Radio Monique
- North Sea (offshore); Netherlands;
- Broadcast area: Netherlands, Belgium
- Frequencies: 963 kHz (1984–1987), 819 kHz (1987)
- Branding: Radio Monique

Programming
- Language: Dutch
- Format: Pop music, news

Ownership
- Owner: Fred Bolland

History
- First air date: 16 December 1984
- Last air date: November 1987

Links
- Website: radiomoniqueinternationaal.nl

= Radio Monique =

Radio Monique was an offshore radio station broadcasting to the Netherlands and Belgium from the Radio Caroline ship, .

Originally intended to broadcast in 1981 from a new radio ship called MV Magda Maria alongside a station to be called Radio Paradijs, this arrangement fell through and Radio Paradijs never did make it to air, except for some test transmissions. On the way over to Europe the ship lost part of its aerial. Shortly after commencing tests, the Dutch navy towed the ship away.

On December 1984, Ronan O'Rahilly of Radio Caroline leased the 50 kW transmitter aboard the Ross Revenge to the Dutch businessman Fred Bolland. With that transmitter, Bolland started his station, which he named Radio Monique after his ex-wife. In fact, following antenna problems, the station began test transmissions on 15 December 1984 and commenced full programming at midday the following day on 963 kHz. Radio Caroline had broadcast for over a year from the Ross Revenge but failed to attract enough advertising to be able to continue alone.

A special studio was also established in the Gooi, where experienced radio professionals, including Joost den Draayer and Tony Berk, contributed to the programming. Additional content was provided by a live team of disc jockeys.

Over the next two years, Radio Monique experienced a high turnover of deejays. The reasons for leaving varied: agreements not kept, poor living conditions on board, salaries not received or too little, or simply a lack of qualities in the deejay concerned.
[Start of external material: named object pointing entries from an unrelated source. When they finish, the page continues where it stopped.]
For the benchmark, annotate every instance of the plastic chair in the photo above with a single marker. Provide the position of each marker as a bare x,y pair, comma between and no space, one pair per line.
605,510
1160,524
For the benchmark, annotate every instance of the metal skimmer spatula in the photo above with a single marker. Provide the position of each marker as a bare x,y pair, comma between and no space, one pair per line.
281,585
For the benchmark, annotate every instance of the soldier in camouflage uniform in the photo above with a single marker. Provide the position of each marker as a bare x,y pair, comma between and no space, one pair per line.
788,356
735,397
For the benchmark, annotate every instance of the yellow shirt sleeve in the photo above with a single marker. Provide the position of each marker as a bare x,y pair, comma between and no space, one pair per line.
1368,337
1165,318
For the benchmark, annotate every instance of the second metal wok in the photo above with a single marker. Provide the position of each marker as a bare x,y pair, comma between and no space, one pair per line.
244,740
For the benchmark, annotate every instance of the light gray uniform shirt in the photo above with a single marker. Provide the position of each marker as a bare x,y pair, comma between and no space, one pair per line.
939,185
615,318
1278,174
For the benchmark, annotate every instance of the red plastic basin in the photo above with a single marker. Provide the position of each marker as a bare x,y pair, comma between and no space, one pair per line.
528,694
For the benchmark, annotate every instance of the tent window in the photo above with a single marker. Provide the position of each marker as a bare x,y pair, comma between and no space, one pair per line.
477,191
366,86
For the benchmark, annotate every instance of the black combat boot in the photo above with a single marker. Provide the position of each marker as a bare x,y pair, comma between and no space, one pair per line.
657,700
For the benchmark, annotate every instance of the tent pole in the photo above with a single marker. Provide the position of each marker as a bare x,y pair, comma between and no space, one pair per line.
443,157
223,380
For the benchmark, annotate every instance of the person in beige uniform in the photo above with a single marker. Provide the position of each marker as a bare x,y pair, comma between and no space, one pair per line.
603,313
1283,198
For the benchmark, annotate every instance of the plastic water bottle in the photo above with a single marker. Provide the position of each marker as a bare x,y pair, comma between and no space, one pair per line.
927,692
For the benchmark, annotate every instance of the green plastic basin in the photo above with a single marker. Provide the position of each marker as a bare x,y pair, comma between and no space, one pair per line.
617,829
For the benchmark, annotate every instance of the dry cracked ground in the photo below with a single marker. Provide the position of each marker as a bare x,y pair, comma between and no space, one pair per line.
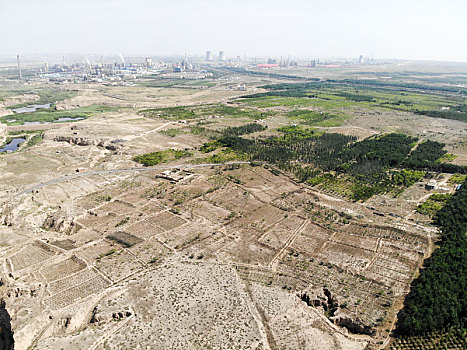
210,257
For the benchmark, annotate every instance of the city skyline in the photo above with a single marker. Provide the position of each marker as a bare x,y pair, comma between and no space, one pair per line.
419,30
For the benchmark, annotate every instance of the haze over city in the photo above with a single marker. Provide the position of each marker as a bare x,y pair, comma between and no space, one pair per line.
423,30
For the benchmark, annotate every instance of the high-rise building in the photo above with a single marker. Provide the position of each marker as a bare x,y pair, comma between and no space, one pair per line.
19,68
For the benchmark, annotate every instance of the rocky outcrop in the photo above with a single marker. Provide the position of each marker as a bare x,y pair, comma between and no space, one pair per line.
21,292
61,222
99,315
7,342
83,141
8,216
325,299
321,298
353,324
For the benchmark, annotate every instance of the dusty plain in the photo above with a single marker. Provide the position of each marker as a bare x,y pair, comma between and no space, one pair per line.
99,252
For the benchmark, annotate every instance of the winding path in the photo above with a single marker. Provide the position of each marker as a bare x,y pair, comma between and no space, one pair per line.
116,171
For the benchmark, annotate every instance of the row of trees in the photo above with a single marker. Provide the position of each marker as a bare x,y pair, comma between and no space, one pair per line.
437,297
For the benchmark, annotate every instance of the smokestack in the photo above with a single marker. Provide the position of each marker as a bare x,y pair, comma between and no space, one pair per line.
19,68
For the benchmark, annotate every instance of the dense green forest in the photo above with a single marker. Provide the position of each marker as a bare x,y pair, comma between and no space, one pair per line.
437,298
374,165
418,98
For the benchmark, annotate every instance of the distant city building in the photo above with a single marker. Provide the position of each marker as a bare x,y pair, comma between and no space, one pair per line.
221,56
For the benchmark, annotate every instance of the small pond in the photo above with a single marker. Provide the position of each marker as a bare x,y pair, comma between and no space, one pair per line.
13,145
31,108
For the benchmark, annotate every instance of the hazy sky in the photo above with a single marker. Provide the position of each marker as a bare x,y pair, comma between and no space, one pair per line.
407,29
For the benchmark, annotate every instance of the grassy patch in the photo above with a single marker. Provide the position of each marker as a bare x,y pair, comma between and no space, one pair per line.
48,96
154,158
50,115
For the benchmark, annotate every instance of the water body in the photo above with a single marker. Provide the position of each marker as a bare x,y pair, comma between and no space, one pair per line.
30,108
63,119
13,145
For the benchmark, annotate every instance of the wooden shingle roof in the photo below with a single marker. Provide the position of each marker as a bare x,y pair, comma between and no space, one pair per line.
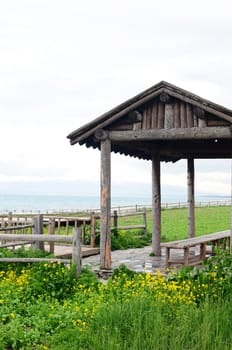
165,119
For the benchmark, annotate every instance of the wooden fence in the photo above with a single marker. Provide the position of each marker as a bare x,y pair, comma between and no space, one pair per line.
37,238
142,226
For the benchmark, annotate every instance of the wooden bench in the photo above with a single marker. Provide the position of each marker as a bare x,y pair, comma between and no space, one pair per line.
188,259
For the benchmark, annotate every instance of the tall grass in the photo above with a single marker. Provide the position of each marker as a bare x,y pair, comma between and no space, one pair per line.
141,324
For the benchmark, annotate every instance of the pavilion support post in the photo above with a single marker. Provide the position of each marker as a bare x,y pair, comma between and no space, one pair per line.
156,206
105,238
191,198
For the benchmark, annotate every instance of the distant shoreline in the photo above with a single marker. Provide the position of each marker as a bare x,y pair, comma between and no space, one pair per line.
58,204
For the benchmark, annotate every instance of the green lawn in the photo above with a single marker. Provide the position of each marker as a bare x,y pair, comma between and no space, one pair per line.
174,222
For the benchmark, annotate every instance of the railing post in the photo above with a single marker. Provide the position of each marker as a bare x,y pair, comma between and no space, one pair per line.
76,250
51,231
92,230
145,220
115,219
37,222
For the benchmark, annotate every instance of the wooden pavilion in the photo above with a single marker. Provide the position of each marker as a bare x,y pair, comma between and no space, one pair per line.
163,123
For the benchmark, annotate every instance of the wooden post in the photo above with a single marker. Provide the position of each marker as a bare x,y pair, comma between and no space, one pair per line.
115,218
145,220
156,206
10,219
37,221
76,250
105,242
51,231
92,230
191,199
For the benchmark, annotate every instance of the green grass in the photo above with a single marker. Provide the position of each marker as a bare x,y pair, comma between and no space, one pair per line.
44,307
174,226
174,222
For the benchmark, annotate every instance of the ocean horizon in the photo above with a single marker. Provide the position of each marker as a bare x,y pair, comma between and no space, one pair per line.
63,203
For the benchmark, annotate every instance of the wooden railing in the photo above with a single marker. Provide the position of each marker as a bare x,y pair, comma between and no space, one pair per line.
37,238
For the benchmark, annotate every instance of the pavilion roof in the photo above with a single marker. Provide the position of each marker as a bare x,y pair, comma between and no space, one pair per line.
163,119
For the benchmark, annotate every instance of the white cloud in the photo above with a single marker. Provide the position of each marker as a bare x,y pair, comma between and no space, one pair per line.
63,63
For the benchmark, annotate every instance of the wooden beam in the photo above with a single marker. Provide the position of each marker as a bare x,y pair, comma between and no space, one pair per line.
169,116
156,206
200,105
105,239
207,133
112,118
191,198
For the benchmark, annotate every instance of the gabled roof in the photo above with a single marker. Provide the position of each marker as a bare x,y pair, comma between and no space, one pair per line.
135,102
148,112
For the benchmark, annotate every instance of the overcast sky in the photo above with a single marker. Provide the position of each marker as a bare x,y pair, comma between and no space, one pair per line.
64,63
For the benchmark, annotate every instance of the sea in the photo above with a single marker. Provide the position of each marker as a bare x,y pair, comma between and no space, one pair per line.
68,203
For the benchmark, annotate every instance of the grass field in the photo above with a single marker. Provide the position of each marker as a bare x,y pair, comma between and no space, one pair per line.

The station's theme tune was an edited version of the Theme from Terrahawks by Richard Harvey.

In October 1987 Radio Monique was sold and a month later moved to 819 kHz. This move was necessary because Finland had started up a new 600 kW transmitter on 963 kHz. Nico van der Stee (also known as Nico Volkert), who had been involved in the early operations of Radio Monique, entered into direct discussions with Ronan O'Rahilly regarding the future of the station and a major advertiser, Texas Cigarettes. The company had made a significant financial investment, and it was subsequently agreed that Volkert would oversee Radio 819 alongside Gert-Jan Smit, who was responsible for religious programming on Radio Caroline. On 24 November 1987, O'Rahilly informed Bolland of these developments. Bolland requested to remain involved with the new station in a supply role under a salary arrangement.

Shortly after, during a storm on 25 November 1987, the aerial mast broke on board the Ross Revenge. Caroline returned fairly quickly with a makeshift aerial but was initially unable to offer Monique a sufficient quality service. In May 1988, another station with Dutch language programming was launched from the Ross Revenge under the name Radio 558, later Radio 819. This was largely seen as the successor to Radio Monique, as it contained many of the same programmes, advertisers and disc jockeys.

In 2020, Fred Bolland and several former employees ensured the station's return, this time from land on AM 918 kHz. Since 2021, the station has also been available online.